Kentucky Attorney General Daniel Cameron has agreed to release the grand jury transcripts in the Breonna Taylor case. The decision comes after a week of calls from elected officials, Taylor’s family, and at least one juror in the case to release the report.
On Monday night, Breonna Taylor family attorney Benjamin Crump disclosed that one of the people who made up the grand jury petitioned Cameron to fully disclose what was presented to them, and allow for the jurors to speak freely about how that information was used in their decision to not charge any officers in connection with Breonna Taylor’s death. Crump added that the juror accused Cameron of “hiding behind secrecy requirements while misleading the public about what evidence the grand jury actually saw.” The individual claims Cameron used them as a “shield” against a discontent public who was outraged that Breonna Taylor did not receive justice.

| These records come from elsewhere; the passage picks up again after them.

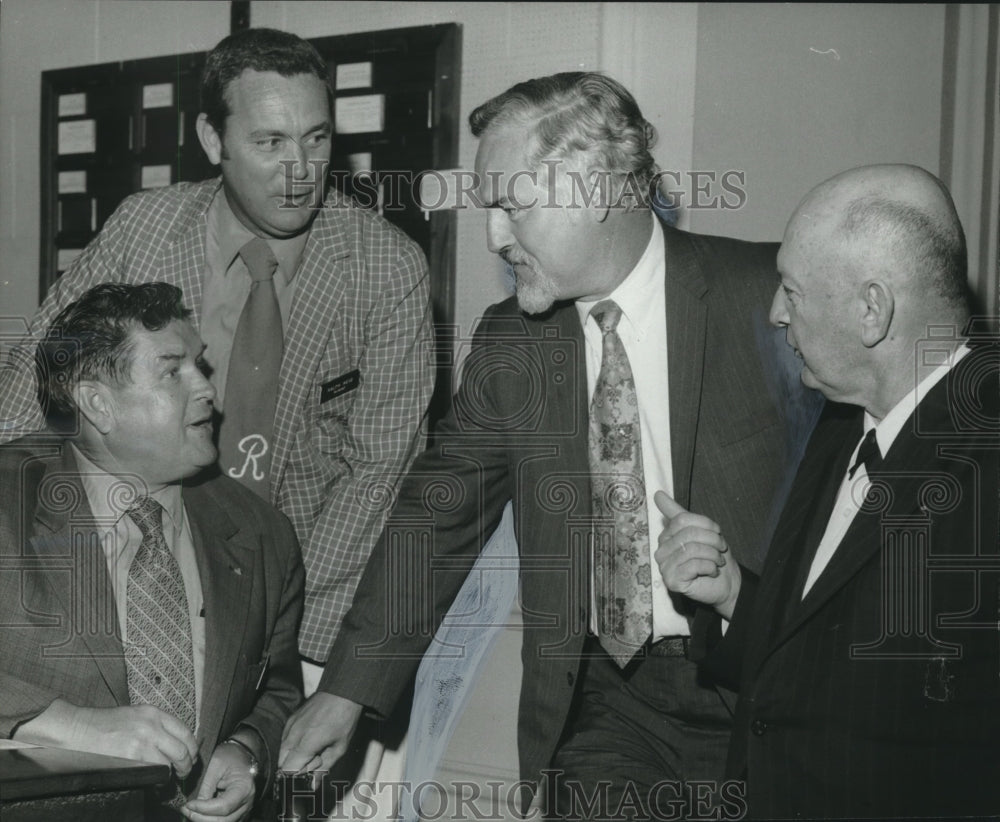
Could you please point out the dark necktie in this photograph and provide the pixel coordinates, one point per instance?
(621, 534)
(245, 437)
(869, 455)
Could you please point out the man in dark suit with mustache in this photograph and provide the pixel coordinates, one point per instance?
(634, 357)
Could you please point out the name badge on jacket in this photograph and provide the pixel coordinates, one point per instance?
(339, 385)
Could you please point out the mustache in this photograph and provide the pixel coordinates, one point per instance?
(512, 258)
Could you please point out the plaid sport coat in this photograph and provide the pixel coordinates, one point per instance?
(362, 303)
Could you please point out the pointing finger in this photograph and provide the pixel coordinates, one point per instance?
(667, 506)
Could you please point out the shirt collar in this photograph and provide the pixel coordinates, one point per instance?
(231, 235)
(888, 428)
(109, 495)
(637, 294)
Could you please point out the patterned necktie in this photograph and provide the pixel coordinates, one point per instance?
(159, 659)
(621, 533)
(245, 437)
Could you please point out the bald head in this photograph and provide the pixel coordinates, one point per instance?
(870, 259)
(896, 222)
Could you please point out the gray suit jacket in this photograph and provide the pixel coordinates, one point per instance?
(361, 307)
(518, 432)
(59, 633)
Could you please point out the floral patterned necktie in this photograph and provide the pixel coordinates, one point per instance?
(622, 578)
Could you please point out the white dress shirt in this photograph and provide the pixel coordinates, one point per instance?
(121, 538)
(643, 332)
(852, 492)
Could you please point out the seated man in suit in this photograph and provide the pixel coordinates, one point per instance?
(144, 612)
(866, 653)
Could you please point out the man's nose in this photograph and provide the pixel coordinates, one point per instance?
(296, 163)
(203, 388)
(779, 311)
(498, 235)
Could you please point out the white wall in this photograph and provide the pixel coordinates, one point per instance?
(787, 93)
(793, 93)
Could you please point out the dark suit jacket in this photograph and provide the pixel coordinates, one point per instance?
(59, 632)
(879, 693)
(518, 431)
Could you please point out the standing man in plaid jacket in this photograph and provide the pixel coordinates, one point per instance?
(355, 376)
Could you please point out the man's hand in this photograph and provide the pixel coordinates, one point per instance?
(133, 731)
(226, 792)
(317, 734)
(694, 558)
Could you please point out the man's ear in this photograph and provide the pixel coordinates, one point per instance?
(877, 318)
(210, 139)
(95, 404)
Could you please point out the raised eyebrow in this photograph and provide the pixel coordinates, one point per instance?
(170, 357)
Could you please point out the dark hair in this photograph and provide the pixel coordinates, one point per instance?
(934, 246)
(579, 112)
(91, 339)
(259, 50)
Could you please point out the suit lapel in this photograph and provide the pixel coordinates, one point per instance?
(226, 560)
(324, 273)
(66, 536)
(183, 261)
(686, 320)
(567, 398)
(908, 465)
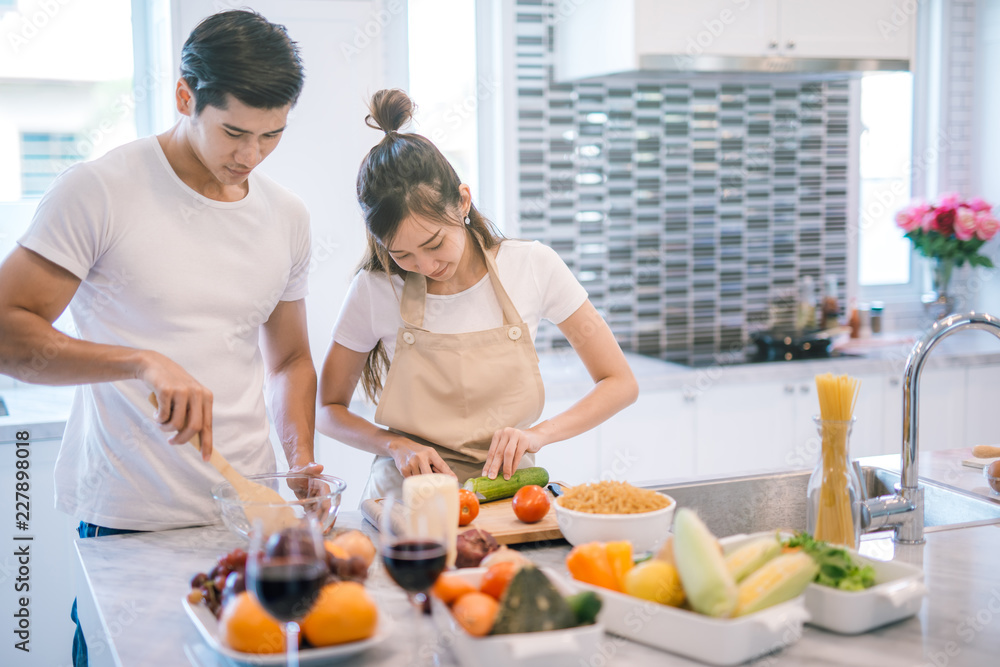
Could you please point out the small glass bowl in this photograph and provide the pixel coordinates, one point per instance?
(312, 495)
(992, 480)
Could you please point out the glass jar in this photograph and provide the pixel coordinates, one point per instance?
(833, 509)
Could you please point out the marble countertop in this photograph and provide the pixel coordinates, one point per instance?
(138, 582)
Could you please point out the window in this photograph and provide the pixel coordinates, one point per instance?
(442, 37)
(886, 140)
(43, 156)
(65, 97)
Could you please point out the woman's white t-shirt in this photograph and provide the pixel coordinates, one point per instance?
(537, 280)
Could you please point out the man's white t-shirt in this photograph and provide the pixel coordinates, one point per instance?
(537, 280)
(164, 268)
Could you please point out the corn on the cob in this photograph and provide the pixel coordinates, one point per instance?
(752, 556)
(781, 579)
(707, 583)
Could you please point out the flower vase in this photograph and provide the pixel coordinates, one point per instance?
(941, 300)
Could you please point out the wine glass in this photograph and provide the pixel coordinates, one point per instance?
(412, 543)
(286, 569)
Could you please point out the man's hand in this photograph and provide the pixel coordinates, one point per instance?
(301, 486)
(182, 403)
(415, 459)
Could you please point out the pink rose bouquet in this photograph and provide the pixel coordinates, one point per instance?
(951, 230)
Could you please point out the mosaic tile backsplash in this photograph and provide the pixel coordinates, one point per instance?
(689, 209)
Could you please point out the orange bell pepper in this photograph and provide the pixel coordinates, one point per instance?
(589, 563)
(620, 558)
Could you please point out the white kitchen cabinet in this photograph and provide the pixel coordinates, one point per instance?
(653, 439)
(604, 37)
(744, 427)
(710, 28)
(941, 421)
(851, 29)
(981, 417)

During Cameron’s announcement of the jury’s decision, the Republican legal officer stated that he would not disclose what was presented to the grand jury because he did not want to interfere with other investigations related to the case. While answering questions from reporters, he refused to offer up information like the makeup of the jury, if the cohort of men and women considered alternative charges, and how one witness account, out of dozens, was sufficient to determine that officers did, in fact, announce themselves when arriving at Breonna Taylor’s home on the night of her death.
Cameron has been adamant about keeping the public in the dark regarding certain specifics of the case, but said on Monday that the motion from the grand juror has caused him to reconsider what the public is privy to.
“The grand jury is meant to be a secretive body,” read a statement from the Attorney General. “It’s apparent that the public interest in this case isn’t going to allow that to happen.”
He went on to say that his team has an “ethical obligation” not to release the recordings of what transpired during the proceedings, as they believe a release of such information could taint an ongoing federal investigation, as well as poison a future jury pool.
“Despite these concerns,” Cameron noted, “we will comply with the Judge’s order to release the recording.” His office has agreed to make the recording viewable to the public on Wednesday.